They walk the kilometer to Wilbury’s arm in arm. A decent autumn night, with stars. They’ll do their best when they are seated at their corner table in the restaurant, intimate and slightly drunk, waiting for their vegetarian options to be plated and brought out, to put a brave face on their worlds, their private, inner, hidden worlds, not to express or share how anxious they are still, or why. So this Friday finishes, and Leonard’s decade finishes, at peace, an anxious, loving, troubled, transitory peace.

8

LEONARD LESSING IS FIFTY YEARS OLD AT LAST. As usual on a Saturday, he is the first to wake, but even he has slept much later than usual. It is a minute or two before nine. His stomach at once feels bloated with worry, but that is not unusual lately; this waking anxiety from dreams he cannot quite recall can last all day. He’s used to it. The first heavy thought that burdens him consciously is that he has not yet discovered any details of Lucy’s “kidnapping.” The second, troubling in its own way, is that today is his birthday and that he will be obliged to socialize. There will be plans for him. Plans and traps. A dinner party, probably. He’ll be too unsettled to entertain or be entertaining unless he tidies up his life a bit. If he’s quick he can be downstairs in time to watch the news headlines and also check his mailbox for any reply from the girl he dare not think of as anyone but Swallow. He will need to be careful not to disturb Francine. If he is heavy on the mattress or tugs the duvet too carelessly, she will wake, and then she will want him to stay where he is so that she, for once, can prepare breakfast for him in bed. She can be the waitress. He can be the guest. And then she’ll want to sit with him while he drinks his tea and opens the presents and cards she will have wrapped for him. Possibly they will make love again. High days and holidays, and anniversaries.
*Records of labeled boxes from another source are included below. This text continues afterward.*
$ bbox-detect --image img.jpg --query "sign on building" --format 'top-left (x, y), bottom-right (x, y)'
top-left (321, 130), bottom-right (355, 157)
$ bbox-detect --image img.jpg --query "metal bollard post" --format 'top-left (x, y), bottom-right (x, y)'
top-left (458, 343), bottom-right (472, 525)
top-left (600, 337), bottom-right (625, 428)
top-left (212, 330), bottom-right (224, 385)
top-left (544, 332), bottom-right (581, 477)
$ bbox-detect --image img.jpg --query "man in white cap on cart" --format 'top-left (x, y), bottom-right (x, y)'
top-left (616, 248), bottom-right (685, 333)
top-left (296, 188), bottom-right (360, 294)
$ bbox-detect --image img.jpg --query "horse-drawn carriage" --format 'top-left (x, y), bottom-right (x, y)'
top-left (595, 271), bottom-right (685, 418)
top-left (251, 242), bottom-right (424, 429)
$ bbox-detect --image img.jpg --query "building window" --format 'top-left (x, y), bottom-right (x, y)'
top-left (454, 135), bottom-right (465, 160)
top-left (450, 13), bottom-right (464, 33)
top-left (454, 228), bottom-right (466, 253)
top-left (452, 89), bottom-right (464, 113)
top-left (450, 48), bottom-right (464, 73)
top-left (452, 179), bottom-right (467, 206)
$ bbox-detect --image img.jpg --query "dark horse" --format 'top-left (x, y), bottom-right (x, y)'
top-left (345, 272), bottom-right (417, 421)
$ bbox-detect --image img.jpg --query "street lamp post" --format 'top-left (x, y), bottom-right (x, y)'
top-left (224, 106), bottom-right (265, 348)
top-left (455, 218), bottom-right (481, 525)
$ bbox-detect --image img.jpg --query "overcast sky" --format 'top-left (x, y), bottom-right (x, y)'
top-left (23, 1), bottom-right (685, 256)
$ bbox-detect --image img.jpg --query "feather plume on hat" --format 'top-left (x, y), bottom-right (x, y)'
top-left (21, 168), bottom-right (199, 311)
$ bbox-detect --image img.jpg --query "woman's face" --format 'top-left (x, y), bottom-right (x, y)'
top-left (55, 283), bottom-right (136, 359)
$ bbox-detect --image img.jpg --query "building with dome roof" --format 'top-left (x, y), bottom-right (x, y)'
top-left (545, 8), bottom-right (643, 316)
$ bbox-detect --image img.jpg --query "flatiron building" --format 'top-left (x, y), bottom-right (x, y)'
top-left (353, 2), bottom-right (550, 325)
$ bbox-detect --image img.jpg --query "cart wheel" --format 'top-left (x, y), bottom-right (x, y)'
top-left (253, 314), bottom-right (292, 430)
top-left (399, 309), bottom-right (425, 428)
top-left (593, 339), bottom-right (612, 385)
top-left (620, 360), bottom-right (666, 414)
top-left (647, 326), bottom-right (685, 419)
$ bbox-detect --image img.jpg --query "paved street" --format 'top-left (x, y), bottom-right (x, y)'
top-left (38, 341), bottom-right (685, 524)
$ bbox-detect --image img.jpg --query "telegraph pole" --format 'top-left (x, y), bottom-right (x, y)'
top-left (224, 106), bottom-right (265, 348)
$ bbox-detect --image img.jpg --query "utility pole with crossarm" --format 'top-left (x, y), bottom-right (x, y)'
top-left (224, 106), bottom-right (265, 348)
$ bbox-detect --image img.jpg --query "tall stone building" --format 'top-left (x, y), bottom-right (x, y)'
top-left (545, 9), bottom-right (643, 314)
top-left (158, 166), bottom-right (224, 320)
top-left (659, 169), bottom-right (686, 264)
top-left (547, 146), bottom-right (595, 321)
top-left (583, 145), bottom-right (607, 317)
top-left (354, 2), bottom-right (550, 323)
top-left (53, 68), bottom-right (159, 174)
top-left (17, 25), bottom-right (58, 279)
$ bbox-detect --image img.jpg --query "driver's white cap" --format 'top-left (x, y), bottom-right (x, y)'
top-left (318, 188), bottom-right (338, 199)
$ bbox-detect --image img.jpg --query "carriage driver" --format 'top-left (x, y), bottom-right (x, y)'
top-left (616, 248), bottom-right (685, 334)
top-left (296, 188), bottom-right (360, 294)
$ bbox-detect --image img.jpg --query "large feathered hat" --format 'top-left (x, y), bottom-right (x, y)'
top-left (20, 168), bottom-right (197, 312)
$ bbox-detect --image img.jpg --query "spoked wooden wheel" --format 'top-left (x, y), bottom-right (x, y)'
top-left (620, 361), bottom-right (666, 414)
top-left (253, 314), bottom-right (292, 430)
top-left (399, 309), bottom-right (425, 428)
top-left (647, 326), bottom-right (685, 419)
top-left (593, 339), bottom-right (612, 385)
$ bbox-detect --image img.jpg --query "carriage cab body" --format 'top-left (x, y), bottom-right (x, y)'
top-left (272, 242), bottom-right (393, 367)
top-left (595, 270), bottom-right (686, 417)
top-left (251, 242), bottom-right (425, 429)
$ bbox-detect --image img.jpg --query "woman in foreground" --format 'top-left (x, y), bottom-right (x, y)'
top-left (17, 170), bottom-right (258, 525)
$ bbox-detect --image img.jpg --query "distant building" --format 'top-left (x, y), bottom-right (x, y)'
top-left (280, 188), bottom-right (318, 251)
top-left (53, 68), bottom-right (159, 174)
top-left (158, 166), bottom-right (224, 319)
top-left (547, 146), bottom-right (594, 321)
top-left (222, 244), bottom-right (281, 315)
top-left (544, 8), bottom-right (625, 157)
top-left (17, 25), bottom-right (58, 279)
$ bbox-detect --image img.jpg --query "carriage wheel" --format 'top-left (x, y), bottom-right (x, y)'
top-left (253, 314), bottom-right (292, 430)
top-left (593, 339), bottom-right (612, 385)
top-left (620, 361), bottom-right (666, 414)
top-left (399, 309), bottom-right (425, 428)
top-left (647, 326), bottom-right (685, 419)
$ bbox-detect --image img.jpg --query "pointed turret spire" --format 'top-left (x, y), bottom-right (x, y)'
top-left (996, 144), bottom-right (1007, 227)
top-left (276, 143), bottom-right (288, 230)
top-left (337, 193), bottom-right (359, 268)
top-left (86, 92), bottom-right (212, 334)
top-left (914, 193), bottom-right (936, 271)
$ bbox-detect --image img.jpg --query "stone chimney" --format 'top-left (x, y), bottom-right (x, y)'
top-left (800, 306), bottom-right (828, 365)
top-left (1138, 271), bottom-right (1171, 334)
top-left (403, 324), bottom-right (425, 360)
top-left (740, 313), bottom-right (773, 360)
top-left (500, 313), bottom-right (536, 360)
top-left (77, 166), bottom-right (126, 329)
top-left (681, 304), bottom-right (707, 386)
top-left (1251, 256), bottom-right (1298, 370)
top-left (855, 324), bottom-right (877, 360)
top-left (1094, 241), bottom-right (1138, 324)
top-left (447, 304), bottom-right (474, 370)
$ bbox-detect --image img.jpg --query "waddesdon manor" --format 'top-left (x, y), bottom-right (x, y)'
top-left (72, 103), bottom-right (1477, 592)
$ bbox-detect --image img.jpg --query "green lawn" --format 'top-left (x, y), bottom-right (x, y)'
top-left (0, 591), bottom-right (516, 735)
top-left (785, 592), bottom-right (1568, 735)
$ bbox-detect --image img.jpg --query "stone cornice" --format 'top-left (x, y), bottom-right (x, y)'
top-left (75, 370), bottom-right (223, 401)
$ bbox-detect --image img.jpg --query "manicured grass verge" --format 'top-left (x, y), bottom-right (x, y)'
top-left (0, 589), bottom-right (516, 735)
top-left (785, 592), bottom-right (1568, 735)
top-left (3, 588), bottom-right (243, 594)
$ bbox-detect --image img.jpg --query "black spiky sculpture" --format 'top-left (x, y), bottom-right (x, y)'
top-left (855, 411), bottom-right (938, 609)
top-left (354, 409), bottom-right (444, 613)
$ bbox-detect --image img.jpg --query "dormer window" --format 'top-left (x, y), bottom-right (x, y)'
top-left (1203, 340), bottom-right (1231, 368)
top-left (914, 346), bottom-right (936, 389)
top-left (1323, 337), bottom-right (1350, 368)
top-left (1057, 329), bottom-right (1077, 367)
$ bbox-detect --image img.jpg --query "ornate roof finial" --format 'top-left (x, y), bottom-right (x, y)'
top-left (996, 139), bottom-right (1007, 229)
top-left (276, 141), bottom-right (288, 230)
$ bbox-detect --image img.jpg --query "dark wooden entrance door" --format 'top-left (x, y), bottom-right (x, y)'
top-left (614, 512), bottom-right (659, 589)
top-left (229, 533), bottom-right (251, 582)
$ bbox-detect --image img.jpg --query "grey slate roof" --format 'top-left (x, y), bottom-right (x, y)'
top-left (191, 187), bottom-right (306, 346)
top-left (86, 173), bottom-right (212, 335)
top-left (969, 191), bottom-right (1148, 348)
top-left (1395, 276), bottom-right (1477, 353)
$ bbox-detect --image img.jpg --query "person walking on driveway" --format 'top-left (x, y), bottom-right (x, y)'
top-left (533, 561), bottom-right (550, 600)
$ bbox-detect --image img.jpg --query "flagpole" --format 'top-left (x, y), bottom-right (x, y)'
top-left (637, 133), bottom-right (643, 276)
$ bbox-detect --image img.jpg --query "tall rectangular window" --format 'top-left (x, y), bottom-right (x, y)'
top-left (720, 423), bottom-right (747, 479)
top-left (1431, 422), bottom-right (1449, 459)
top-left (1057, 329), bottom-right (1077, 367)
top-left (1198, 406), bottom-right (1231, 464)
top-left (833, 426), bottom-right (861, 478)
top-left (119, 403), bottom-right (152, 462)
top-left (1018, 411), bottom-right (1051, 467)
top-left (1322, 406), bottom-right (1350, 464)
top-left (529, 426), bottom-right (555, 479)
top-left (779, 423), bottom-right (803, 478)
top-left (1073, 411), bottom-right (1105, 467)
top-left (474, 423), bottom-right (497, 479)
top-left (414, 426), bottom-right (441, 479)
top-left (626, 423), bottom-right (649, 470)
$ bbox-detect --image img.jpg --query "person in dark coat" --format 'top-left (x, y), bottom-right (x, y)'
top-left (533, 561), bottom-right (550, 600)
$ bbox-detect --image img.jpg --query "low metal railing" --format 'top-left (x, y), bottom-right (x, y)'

Leonard rolls over, transferring his weight as gently as he can, and slips quietly out of bed. The floor and air are wintry. Beyond the curtains, the sky is still dull, but the patio and garden show lustrous and satiny. The first frost of the year. But Leonard does not rummage for a sweater or a dressing gown. He steals out of the room, bare-chested and wearing only his snooza shorts, wraps a towel around his shoulders, and descends into the hall, where there are already several birthday cards waiting on the mat, together with circulars, and leaflets for a takeaway. Just at the moment when he stoops to gather them, a shadow falls across the door window. Someone rings the bell and, just for good measure, raps the knocker too. He expects it is a birthday delivery of some kind. But when he straightens with a handful of letters and leaflets and reaches for the lock handle, he sees at once through the brittled glass that there are several people standing on his porch. Large men. Instead of opening and answering, he goes into the little dressing room where he and Francine keep their bikes and coats, kneels on the floor, and pulls back one slat of the blind a centimeter or so.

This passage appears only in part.